From the Danville, Illinois Commercial-News, a report of a two-year old dynamic power price program for residential customers of Ameren in Illinois:
The program offers customers the ability to track in real time, via the Web, the day-ending regional commodity price of electricity. And as the rate fluctuates, participants can adjust their usage to avoid peak rates the following day.
“You don’t have to turn everything off and you don’t have to sit around in the dark,” said Stephanie Folk, a spokeswoman for CNT Energy….
She said it’s more a matter of knowing when the prices are high or are going to go higher, and then saving major chores such as laundry for a less-expensive part of the day.
“Maybe you just turn up the air conditioner a couple of degrees at certain times,” she said.
The reporter suggests that customers “can save nearly 15 percent”, but doesn’t indicate if that is a maximum or mean value.
Probably nothing new in the article for regular KP readers, but in a world in which people think such pricing programs are impossible — politically or practically — the mere existence of a two year old program offers a proof.

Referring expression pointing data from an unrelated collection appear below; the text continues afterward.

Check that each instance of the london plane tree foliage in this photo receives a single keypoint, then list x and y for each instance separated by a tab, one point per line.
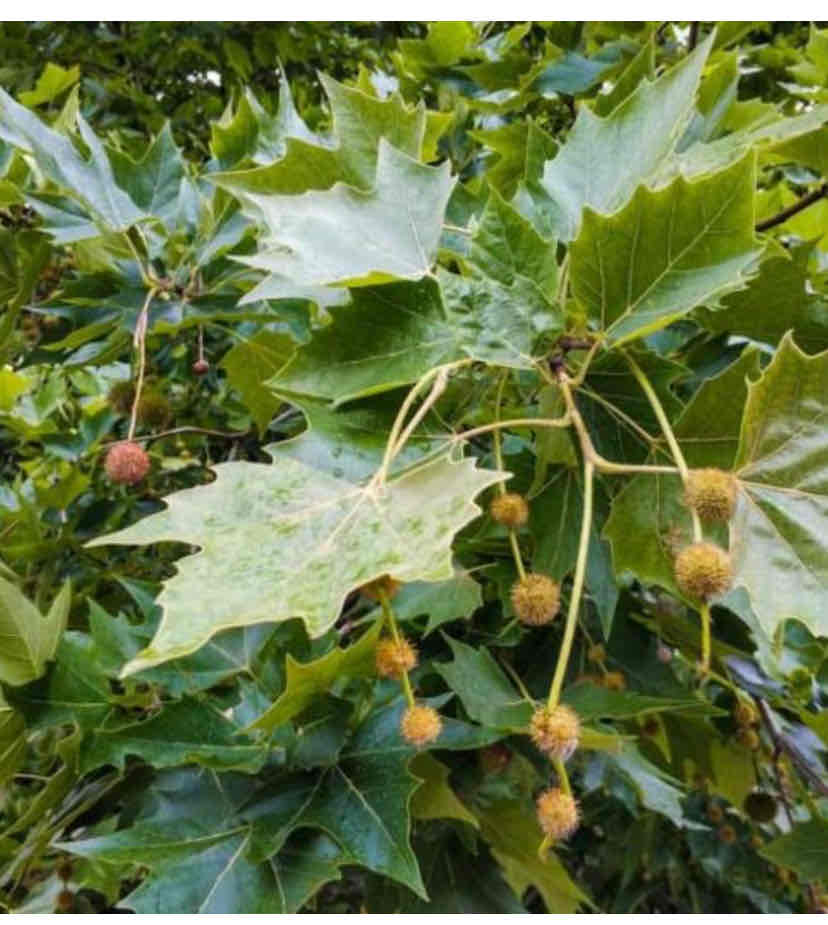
415	467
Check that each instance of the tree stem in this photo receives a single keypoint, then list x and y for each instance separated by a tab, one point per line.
807	200
388	614
667	430
139	341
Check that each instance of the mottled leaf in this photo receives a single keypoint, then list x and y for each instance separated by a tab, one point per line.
285	541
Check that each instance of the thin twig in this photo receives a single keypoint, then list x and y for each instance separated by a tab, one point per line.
807	200
693	38
139	341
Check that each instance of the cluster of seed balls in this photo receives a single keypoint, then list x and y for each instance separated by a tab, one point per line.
395	657
703	569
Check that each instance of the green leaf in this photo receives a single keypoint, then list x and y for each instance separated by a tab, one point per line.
387	337
91	180
305	682
29	639
250	363
591	703
349	442
75	690
508	298
442	601
458	882
154	182
641	133
229	654
52	82
666	252
185	732
287	541
486	693
656	790
778	532
363	803
803	849
347	236
641	67
12	743
780	298
648	519
434	798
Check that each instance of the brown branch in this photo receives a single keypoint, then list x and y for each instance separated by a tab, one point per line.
807	200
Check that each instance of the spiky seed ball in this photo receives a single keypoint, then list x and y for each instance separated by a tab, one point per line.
536	599
154	409
384	584
126	463
760	806
394	659
749	738
555	731
494	758
557	813
614	681
597	653
510	509
664	654
121	396
703	570
745	714
421	725
711	493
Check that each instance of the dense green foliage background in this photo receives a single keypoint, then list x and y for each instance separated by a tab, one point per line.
326	213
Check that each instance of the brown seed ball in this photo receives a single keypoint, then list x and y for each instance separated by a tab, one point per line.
394	659
664	654
557	813
614	681
121	396
703	570
597	653
385	584
745	713
536	599
126	463
760	806
711	493
154	409
555	732
510	509
421	725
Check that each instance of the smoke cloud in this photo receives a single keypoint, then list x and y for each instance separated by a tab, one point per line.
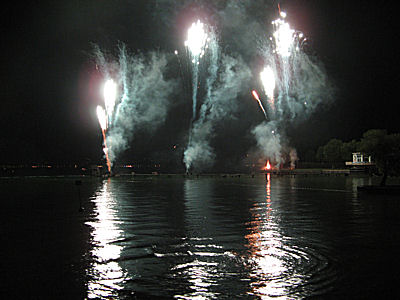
144	96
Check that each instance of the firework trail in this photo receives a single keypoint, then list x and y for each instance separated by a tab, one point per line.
196	44
255	95
143	102
267	77
101	116
294	84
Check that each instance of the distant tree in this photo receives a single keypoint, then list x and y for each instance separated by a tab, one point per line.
348	149
332	151
319	155
385	151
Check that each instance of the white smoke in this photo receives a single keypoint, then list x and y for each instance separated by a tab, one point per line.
143	101
219	104
269	142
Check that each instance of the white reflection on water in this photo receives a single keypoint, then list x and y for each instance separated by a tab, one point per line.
266	251
105	273
200	272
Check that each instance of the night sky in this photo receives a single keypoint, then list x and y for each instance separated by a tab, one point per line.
50	86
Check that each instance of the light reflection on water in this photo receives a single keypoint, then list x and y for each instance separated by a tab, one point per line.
106	276
209	238
265	247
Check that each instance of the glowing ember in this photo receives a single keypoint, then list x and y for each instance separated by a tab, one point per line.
267	166
197	39
110	95
284	36
101	116
255	95
268	81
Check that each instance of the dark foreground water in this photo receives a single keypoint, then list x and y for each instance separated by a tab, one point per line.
203	238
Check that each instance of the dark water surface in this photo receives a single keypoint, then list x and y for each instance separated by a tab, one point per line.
207	237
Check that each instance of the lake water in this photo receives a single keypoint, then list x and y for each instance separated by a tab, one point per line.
198	237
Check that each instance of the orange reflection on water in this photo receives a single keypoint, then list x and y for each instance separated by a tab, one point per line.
265	250
105	273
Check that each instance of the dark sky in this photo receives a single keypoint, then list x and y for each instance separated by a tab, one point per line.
49	83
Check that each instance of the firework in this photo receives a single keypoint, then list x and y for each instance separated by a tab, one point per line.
255	95
268	81
283	36
196	44
101	116
196	41
110	95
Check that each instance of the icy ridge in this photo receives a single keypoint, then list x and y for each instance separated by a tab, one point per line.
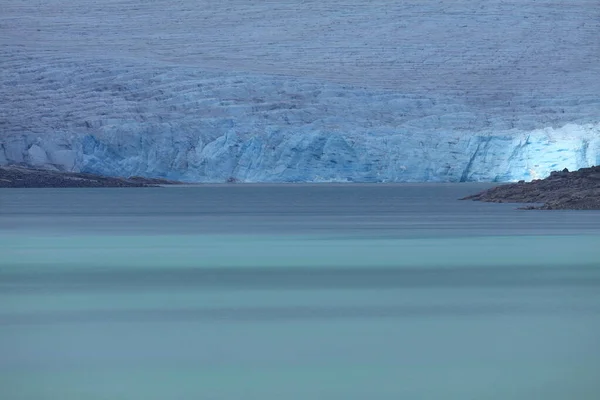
186	124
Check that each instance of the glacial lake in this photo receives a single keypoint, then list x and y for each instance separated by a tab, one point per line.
324	291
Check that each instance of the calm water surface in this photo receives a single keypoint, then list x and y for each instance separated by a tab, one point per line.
295	292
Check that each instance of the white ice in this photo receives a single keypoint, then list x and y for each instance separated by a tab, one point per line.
301	90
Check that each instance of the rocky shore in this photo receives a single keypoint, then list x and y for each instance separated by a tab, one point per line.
562	190
20	177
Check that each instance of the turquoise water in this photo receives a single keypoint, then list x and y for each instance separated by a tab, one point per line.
295	292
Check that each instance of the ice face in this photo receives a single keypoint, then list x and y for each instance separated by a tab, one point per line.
290	92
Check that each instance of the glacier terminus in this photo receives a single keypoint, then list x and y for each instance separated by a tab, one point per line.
301	91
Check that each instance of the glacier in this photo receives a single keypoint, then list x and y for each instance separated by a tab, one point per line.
302	96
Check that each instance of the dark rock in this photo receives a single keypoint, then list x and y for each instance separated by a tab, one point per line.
577	190
22	177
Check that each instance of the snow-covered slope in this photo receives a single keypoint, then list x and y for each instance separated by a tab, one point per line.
301	90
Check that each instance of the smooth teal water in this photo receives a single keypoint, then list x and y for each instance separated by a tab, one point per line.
295	292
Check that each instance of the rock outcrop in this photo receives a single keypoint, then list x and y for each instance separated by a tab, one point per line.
20	177
564	190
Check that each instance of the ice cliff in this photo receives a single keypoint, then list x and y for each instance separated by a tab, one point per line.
301	91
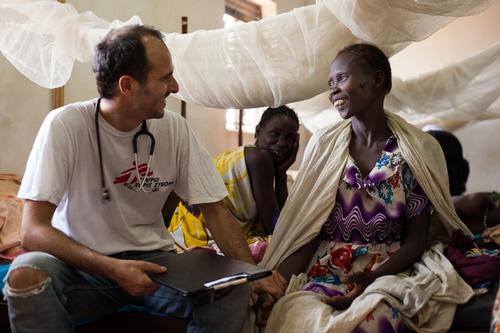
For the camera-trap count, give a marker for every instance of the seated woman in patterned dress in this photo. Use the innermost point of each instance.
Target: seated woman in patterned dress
(256, 180)
(380, 216)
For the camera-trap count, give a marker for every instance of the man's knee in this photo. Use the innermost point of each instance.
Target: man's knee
(24, 279)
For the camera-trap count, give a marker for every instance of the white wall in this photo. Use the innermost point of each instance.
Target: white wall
(460, 39)
(23, 104)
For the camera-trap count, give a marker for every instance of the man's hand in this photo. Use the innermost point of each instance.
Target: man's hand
(265, 293)
(361, 280)
(131, 276)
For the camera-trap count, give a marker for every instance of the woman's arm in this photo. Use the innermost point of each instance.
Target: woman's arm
(412, 248)
(260, 168)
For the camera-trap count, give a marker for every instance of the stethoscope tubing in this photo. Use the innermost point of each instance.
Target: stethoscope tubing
(143, 131)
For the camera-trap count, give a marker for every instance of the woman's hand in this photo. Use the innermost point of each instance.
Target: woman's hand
(360, 280)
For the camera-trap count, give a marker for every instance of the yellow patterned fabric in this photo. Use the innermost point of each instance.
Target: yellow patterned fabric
(188, 226)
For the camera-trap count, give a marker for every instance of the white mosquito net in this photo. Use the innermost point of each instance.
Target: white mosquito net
(278, 60)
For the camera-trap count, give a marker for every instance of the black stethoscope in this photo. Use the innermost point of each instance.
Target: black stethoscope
(143, 131)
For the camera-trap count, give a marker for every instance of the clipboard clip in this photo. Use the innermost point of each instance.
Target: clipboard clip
(227, 281)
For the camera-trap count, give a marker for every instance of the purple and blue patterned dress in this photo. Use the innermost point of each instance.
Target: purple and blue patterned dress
(365, 228)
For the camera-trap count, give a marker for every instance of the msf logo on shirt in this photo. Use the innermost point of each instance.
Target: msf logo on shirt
(130, 180)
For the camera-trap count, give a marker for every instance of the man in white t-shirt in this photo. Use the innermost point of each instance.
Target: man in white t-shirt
(93, 208)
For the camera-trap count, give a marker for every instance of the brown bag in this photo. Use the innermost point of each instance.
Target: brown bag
(11, 209)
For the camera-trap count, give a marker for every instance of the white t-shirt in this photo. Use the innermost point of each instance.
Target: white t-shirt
(63, 168)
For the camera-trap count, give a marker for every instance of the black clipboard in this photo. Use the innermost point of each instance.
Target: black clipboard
(202, 270)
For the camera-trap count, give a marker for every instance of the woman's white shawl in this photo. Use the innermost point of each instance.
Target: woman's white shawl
(427, 298)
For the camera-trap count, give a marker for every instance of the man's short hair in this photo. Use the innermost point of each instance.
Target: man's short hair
(120, 53)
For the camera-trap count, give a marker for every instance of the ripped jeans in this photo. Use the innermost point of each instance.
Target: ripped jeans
(68, 298)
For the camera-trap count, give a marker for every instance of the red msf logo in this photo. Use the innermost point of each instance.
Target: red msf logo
(129, 176)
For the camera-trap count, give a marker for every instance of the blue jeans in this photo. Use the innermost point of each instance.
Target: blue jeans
(70, 297)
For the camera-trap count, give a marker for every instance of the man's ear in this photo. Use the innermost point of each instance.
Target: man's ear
(127, 85)
(378, 79)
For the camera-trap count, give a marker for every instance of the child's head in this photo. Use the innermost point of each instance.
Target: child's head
(277, 132)
(457, 165)
(360, 77)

The next step is to automate the adjustment processes. For example, if the air conditioner’s thermostat setting was a function of price rather than a fixed number, the power customer could capture savings without needing to check prices nightly. This kind of thing is already possible, but hampered by the current lack of energy data communication standards to allow thermostats to communicate to other household systems, the power meter, and the consumer’s energy retailer.